No. A single score on one conversation is not a reliable measure on its own. Large language models judge each conversation, and like any probabilistic system, they can return a slightly different score when the same conversation is scored more than once, especially on nuanced, judgement-based criteria. PromptSafe is designed to be read as trends, not single results. Run your agent across many conversations and personas, then look at how the scores move over time. That tells you whether a change to your agent has made things better, worse, or no different. The aggregate pattern is stable and meaningful even when an individual score is not.
What do the evaluator score levels actually mean?
Each evaluator describes a specific behaviour, for example "recognises and signposts clinical risk" or "stays within its scope of authority". Scores run from 1 to 5, shown as a percentage: 20%, 40%, 60%, 80%, or 100%. Each band tells you how consistently the agent showed that behaviour across the conversation. 20% means the agent rarely showed the behaviour. 40% means the agent showed it in places but not reliably, missing it where it should have applied. 60% is mixed: the agent showed it about half the time, with notable misses. 80% means the agent showed it most of the time, with one or two lapses. 100% means the agent showed it consistently. Treat the bands as a gradient, not a verdict. Single scores can vary slightly when you rescore the same conversation, so the most reliable read is the trend across many conversations and personas.
Why might the same conversation get a slightly different score?

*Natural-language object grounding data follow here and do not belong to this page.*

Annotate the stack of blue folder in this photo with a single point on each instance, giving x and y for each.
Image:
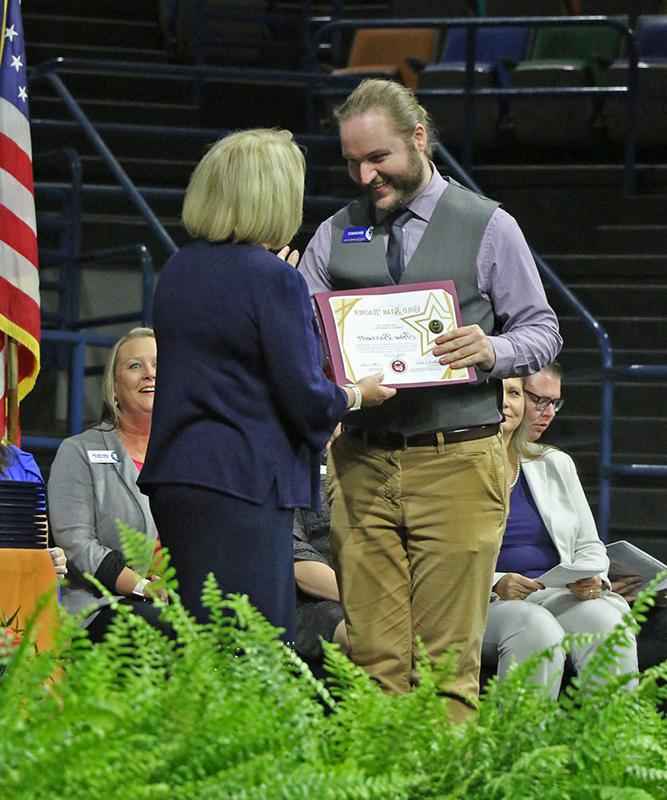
(23, 519)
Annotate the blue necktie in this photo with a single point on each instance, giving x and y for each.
(395, 258)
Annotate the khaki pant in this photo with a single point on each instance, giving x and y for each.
(415, 535)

PromptSafe uses a large language model to score each conversation against your evaluators. Large language models are probabilistic, which means they can return a slightly different score when they assess the same conversation more than once, particularly when the criteria call for judgement. If you see meaningful variation when you rescore the same conversation, it often means the evaluator criteria are not precise enough. Tighten the wording to describe the behaviour you want the agent to show, then rescore. The variance should narrow. Some variance will always remain because of the probabilistic nature of large language models. This is why we recommend reading scores as a trend across many conversations and personas, not as a fixed measurement of any single conversation.
What should I do when my agent scores poorly on an evaluator?
Click the down arrow on the evaluator card to expand it. You will see the reasons for the score, with examples from the conversation. Click Prompt Improver to get suggestions for updating your agent's prompt or instructions. Make the change, then run a new simulation across a few personas to see how the trend moves.
How many turns should a typical simulation have?
Five to ten turns is the sweet spot for most testing. Long enough for the agent to show how it responds when a persona keeps pushing, changes direction, or asks something unexpected. Longer simulations are useful when you are stress-testing a failure mode that only appears later in the conversation.
How do I rerun a simulation against the latest version of my agent?
Once you have updated your agent, run a new simulation with the same personas and evaluators. You will get a new conversation, which means the scores can differ from the previous run regardless of whether your changes helped. Run a few simulations across different personas before deciding whether the change worked. Comparing a single new conversation to a single old one is not enough to tell. The reliable read is the trend across the set.
Can I export results to share with my team or governance reviewers?
Yes. Every simulation produces an exportable CSV report you can hand to your team, AI safety lead, auditor, or regulator. For the full field list, see "What does the audit trail actually contain?" in the Governance group.
What is the difference between adversarial and realistic personas?
Realistic personas behave like the users your agent is built to serve. They have plausible needs, beliefs, and patterns of behaviour drawn from your sector. Adversarial personas are designed to stress-test a specific evaluator, pushing, deflecting, and probing in the ways most likely to make the agent break that particular check. Use realistic personas to find out how your agent performs in normal use, and adversarial ones to find where it can be broken.